Untracking an already commited file
I accidentally commited a file that should not be tracked. If there is no sensitive data in it (yet), here is how you can remove it from the working copy.
I already have the file in .gitignore. And I changed it, this is often when I notice it should not have been committed in the first place, so it shows as modified in Jujutsu. Running jj file untrack deletes the local file instead of just stopping version control tracking. I still want to keep the file locally.
To untrack a file that's already in repository history while keeping your local copy:
# Using a Claude local settings file as an example.
# 1. Back up the file
cp .claude/settings.local.json .claude/settings.local.json.backup
# 2. Remove from tracking (remove from working copy)
rm .claude/settings.local.json
# 3. Commit the removal
jj commit -m "Remove .claude/settings.local.json from tracking"
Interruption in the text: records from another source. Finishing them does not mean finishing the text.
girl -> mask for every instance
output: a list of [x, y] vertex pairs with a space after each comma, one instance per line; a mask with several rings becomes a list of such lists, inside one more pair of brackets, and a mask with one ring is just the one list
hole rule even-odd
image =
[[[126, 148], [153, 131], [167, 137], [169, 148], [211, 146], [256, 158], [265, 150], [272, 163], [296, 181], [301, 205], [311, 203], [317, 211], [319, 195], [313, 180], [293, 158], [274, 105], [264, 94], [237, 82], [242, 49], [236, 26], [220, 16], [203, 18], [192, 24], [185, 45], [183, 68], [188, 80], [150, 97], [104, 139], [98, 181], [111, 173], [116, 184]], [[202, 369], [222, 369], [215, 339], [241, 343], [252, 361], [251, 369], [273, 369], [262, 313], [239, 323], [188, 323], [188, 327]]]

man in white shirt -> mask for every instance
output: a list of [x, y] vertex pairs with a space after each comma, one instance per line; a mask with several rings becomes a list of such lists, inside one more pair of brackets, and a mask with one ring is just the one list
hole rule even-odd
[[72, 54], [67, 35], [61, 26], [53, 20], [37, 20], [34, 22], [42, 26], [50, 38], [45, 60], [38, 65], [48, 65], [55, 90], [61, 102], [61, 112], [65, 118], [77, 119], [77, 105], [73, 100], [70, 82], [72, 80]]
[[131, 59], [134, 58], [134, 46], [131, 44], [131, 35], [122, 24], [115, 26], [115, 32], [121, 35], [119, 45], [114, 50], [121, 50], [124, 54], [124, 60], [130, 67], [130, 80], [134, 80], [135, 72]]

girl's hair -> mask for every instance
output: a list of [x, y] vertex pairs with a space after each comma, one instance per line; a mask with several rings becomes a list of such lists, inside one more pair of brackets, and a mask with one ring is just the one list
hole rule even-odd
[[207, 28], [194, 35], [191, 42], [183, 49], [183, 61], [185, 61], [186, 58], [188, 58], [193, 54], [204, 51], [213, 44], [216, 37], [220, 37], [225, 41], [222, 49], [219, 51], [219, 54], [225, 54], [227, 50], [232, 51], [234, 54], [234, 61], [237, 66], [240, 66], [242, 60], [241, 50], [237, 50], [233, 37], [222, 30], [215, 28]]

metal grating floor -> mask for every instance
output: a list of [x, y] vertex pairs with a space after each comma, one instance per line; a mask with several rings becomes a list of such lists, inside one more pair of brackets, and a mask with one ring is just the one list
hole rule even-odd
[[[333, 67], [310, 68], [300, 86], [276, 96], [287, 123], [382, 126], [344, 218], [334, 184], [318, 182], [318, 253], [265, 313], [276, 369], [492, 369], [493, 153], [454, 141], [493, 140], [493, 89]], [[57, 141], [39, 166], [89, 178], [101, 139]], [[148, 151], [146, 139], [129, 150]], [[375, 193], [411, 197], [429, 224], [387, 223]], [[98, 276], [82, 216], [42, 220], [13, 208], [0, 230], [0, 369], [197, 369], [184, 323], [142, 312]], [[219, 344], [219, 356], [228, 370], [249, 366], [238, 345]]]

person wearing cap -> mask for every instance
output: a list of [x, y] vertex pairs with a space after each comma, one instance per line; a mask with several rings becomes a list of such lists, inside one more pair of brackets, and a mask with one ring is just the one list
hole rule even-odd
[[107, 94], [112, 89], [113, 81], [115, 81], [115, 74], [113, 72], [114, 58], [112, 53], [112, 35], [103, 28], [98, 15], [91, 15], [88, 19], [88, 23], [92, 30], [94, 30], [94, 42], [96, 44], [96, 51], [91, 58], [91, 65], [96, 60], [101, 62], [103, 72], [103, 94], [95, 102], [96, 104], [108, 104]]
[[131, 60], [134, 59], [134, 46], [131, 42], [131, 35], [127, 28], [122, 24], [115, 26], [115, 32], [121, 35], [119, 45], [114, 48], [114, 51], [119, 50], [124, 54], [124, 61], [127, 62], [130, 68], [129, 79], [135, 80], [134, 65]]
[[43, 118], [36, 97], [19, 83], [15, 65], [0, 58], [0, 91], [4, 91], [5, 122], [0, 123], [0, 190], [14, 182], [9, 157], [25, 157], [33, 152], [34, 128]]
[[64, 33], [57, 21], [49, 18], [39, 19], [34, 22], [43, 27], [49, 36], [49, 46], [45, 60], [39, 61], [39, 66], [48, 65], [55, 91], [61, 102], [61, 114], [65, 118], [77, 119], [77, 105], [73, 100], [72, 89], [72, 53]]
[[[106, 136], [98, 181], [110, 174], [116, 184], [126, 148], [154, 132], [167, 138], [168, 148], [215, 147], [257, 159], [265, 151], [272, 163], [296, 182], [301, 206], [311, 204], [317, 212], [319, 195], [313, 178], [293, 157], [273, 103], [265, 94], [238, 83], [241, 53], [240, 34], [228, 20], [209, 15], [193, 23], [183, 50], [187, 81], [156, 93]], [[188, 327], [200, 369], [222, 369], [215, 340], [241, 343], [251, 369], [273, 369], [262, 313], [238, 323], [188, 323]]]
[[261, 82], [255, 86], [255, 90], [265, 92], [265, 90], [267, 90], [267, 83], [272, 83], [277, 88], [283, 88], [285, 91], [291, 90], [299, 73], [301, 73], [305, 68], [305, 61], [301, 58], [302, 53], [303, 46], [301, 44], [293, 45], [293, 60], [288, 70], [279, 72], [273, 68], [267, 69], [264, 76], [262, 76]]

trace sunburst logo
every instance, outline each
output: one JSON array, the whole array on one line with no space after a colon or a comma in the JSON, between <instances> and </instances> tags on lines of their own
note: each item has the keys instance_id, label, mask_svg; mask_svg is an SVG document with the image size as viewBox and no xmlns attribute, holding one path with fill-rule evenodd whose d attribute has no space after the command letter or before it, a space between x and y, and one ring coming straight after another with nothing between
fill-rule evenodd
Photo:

# 4. Restore your local copy
mv .claude/settings.local.json.backup .claude/settings.local.json
# 5. Verify it's ignored
jj st --no-pager
Adding a file to .gitignore only prevents tracking new files. If a file was already tracked and committed in previous revisions, Jujutsu continues tracking it despite the .gitignore entry.
To stop tracking, you must explicitly remove it from the repository tree. Since it exists in the parent commit, removing it from tracking requires removing it from the working copy, requiring manual restoration of your local version.
There's no single command for "untrack but keep local" (understandably).
Note: I used rm directly instead of jj file untrack which would have the same effect. I prefer the direct rm-remove because it is more intentional: we are explicitly removing the file from the repository. jj file untrack is/feels more designed to stop tracking a file in the working copy that has not been committed yet.